DECADES (Park Avenue Series, Book #1) by Ruth Harris

DECADES (Park Avenue Series, Book #1) by Ruth Harris

Author:Ruth Harris [Harris, Ruth]
Language: eng
Format: epub
Published: 2013-12-26T05:00:00+00:00


By the time Nat and Evelyn left East Orange on Sunday, a June wedding had been agreed upon. Nat and Evelyn were starting a new life at exactly the same time that America, unconditional victor in the biggest, costliest and most destructive war in history, was dreaming golden dreams of the future.

The months rushed by for Nat and Evelyn in a blur of decisions, shopping lists, wedding plans and the pervasive musk of sex. Spring of 1946 was the season of Open City; of bebop, whose suggestive lyrics shocked parents, and of the housing shortage. The first thing returning veterans did when they got home was to get married and the second was to have babies. The postwar baby boom put enormous pressure on the American housing industry and changed the tenor and texture of American life.
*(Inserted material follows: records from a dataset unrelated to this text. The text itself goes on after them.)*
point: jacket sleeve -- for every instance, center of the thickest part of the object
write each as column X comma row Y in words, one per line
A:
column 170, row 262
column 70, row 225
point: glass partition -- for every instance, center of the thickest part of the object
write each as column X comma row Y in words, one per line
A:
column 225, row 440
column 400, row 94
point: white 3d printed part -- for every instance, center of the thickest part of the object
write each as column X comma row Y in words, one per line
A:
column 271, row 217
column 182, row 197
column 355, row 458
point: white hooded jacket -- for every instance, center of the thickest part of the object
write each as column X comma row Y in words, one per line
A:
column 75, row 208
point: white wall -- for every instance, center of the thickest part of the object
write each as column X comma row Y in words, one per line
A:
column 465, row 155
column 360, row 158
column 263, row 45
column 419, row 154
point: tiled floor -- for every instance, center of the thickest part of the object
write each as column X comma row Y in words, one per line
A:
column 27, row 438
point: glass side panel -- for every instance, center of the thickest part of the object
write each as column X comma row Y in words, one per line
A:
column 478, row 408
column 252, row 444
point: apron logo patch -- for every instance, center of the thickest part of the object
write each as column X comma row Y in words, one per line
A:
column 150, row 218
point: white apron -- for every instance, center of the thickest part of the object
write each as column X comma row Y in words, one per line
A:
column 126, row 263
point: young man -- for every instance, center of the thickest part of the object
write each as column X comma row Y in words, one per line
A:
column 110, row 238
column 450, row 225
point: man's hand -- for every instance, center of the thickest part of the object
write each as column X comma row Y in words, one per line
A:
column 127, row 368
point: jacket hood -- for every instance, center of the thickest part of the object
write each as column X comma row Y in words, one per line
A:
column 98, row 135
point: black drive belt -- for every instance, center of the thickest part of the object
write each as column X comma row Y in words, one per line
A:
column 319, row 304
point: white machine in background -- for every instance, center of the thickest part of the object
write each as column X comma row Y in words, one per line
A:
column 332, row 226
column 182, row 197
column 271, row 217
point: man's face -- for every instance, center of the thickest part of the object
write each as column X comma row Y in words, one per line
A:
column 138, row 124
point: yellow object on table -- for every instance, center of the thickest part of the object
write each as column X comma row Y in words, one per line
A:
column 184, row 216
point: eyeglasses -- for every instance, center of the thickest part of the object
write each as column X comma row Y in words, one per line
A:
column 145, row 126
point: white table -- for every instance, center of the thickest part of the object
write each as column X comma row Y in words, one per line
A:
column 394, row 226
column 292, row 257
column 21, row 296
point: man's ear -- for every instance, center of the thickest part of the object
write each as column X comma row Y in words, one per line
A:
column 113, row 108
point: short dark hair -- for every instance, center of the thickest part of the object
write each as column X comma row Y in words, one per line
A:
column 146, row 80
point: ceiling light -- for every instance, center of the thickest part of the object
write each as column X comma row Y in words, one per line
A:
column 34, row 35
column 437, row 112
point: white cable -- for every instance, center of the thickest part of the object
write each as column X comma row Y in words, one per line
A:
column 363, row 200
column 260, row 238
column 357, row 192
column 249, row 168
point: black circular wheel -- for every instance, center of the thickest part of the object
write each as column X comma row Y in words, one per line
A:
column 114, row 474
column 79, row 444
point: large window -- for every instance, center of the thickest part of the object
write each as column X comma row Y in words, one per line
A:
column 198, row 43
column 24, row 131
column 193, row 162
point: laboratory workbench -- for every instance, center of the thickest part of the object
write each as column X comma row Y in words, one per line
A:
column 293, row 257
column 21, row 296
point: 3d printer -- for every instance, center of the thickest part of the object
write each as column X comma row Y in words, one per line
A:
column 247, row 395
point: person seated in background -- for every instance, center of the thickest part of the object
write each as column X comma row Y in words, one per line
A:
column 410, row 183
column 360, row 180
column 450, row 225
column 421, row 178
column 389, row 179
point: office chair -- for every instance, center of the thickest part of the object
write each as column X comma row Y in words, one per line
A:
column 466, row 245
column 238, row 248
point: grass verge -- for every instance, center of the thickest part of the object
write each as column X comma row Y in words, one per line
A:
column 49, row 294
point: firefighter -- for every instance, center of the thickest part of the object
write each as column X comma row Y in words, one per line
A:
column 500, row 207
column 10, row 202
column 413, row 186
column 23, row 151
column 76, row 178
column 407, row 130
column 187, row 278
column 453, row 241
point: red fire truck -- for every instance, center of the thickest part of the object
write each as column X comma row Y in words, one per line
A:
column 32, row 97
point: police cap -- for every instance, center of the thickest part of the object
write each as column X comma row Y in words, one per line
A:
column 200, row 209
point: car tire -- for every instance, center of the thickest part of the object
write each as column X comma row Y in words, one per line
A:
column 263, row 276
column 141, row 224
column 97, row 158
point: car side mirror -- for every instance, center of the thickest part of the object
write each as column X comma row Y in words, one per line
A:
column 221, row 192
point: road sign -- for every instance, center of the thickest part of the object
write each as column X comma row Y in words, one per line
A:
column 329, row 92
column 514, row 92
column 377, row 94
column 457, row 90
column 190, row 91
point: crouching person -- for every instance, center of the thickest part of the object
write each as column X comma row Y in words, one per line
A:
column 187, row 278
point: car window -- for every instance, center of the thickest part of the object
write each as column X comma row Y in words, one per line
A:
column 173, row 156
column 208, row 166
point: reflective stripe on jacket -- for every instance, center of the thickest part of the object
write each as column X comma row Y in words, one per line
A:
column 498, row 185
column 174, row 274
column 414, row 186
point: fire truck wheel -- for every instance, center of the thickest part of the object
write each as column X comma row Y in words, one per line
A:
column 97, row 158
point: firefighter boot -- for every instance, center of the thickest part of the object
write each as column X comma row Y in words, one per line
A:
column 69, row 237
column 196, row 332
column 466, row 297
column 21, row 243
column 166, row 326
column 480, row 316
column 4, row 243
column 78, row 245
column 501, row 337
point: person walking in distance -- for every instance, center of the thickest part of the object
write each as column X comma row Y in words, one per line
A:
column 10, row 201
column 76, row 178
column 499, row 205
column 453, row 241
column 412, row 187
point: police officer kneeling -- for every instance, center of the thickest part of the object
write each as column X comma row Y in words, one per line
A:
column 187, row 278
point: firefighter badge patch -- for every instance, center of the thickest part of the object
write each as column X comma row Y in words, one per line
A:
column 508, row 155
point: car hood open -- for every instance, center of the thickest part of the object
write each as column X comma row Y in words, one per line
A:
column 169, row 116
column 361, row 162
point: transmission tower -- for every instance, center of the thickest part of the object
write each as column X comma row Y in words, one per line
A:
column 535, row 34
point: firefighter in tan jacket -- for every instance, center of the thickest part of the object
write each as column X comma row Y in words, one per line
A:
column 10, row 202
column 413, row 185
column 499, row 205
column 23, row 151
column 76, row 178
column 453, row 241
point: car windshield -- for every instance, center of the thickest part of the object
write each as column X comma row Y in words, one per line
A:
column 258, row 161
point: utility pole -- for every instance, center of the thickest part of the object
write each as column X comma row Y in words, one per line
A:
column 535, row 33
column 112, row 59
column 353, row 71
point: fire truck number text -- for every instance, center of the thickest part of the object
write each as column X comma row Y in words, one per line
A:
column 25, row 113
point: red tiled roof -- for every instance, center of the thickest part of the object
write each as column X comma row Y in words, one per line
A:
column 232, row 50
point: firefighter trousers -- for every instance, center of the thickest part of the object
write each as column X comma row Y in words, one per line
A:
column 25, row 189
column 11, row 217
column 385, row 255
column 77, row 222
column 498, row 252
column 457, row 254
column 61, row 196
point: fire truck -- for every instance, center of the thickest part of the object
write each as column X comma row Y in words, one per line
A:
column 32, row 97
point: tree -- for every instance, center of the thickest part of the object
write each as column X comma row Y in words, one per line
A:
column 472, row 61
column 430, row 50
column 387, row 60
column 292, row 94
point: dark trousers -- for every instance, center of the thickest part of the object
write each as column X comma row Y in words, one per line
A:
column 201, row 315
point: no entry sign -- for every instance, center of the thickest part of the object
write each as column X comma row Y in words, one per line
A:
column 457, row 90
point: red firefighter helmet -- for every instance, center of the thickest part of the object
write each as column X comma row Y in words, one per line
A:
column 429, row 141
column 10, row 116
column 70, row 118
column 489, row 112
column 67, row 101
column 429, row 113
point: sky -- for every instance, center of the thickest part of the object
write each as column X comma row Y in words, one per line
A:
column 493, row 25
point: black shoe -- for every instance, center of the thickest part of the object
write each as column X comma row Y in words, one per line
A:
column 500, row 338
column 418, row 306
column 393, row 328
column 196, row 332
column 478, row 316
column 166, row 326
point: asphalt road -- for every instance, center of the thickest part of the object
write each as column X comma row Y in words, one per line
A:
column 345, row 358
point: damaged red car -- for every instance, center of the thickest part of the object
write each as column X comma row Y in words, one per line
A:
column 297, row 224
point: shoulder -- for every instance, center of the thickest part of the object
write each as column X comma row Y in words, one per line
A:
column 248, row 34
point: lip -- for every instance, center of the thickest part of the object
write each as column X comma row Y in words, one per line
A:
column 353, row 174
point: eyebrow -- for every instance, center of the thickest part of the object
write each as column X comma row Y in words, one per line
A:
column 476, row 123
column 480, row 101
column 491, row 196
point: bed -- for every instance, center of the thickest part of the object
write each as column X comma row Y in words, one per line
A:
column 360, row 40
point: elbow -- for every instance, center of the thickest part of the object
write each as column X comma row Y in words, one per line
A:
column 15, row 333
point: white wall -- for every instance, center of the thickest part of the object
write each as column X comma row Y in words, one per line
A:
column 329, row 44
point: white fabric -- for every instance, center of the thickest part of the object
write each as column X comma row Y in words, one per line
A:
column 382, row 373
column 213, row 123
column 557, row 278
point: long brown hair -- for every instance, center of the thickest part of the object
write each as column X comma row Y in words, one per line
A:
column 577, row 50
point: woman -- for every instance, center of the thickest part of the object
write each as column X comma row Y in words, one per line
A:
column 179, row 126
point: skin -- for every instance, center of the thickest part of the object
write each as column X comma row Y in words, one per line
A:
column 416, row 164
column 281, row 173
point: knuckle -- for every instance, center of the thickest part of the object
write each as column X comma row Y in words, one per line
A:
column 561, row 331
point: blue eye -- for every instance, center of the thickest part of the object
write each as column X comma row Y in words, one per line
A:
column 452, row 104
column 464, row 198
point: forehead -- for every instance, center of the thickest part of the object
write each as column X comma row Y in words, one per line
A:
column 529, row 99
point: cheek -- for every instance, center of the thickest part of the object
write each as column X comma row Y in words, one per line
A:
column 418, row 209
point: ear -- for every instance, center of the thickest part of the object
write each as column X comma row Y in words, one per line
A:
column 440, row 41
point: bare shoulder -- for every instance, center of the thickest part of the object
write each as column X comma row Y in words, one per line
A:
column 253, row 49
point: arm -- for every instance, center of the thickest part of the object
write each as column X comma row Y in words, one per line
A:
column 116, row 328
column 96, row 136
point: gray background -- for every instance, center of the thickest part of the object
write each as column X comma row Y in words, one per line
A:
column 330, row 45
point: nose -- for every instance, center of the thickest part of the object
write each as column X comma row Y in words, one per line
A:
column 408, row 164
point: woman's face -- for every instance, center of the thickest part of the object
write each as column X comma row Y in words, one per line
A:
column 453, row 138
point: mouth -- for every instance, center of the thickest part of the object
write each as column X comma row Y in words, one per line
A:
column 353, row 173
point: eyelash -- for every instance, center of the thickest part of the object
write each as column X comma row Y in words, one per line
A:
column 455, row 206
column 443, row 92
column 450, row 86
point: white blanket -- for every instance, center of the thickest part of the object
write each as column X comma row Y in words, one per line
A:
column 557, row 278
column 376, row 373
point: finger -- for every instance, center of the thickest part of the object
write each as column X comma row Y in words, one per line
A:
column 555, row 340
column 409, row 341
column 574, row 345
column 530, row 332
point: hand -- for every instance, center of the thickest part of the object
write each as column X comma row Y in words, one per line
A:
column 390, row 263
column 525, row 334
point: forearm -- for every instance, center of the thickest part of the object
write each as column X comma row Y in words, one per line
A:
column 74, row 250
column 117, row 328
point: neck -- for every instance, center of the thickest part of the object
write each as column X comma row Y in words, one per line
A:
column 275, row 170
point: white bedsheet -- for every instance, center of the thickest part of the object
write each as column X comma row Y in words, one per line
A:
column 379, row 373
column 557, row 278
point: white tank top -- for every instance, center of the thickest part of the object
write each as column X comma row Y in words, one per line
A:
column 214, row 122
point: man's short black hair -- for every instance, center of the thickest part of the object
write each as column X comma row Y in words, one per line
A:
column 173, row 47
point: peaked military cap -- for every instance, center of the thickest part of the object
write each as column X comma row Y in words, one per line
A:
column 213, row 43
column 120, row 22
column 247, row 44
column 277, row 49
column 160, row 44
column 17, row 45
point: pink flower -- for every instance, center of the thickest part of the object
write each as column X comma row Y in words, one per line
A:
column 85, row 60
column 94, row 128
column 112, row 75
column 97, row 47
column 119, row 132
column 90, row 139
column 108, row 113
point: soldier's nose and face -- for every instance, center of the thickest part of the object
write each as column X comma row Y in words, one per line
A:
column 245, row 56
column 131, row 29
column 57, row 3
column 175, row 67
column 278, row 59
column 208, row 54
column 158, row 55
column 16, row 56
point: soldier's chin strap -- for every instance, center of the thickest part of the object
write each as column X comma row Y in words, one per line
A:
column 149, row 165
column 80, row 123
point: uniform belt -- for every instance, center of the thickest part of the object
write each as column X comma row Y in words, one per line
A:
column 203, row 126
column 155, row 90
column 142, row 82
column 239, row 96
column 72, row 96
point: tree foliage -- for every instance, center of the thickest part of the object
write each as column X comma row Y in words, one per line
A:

Men like William Levitt saw opportunity in the problem, built Levittowns and grew rich. Apartment living became a new factor in American life, and the growth of urban complexes centering around major cities like Los Angeles, Chicago and New York spilled out for hundreds of suburban miles in every direction. The traditional American rural ideal faded in a stampede to population centers and sociologists studied the new phenomena of depersonalization, anomie and isolation. Reverberations of the new life-styles of millions of Americans in a highly volatile and mobility-centered society were felt in every area of life—social, economic, political and artistic. Police departments noted a sharp rise in violent crime, the Dow Jones average soared to a new high of 212, Winston Churchill made the Iron Curtain speech in Fulton, Missouri and artists and sculptors like Hans Arp, Vasili Kandinsky, Constantin Brancusi and Marcel Duchamp had smashed all connections with the aesthetic past.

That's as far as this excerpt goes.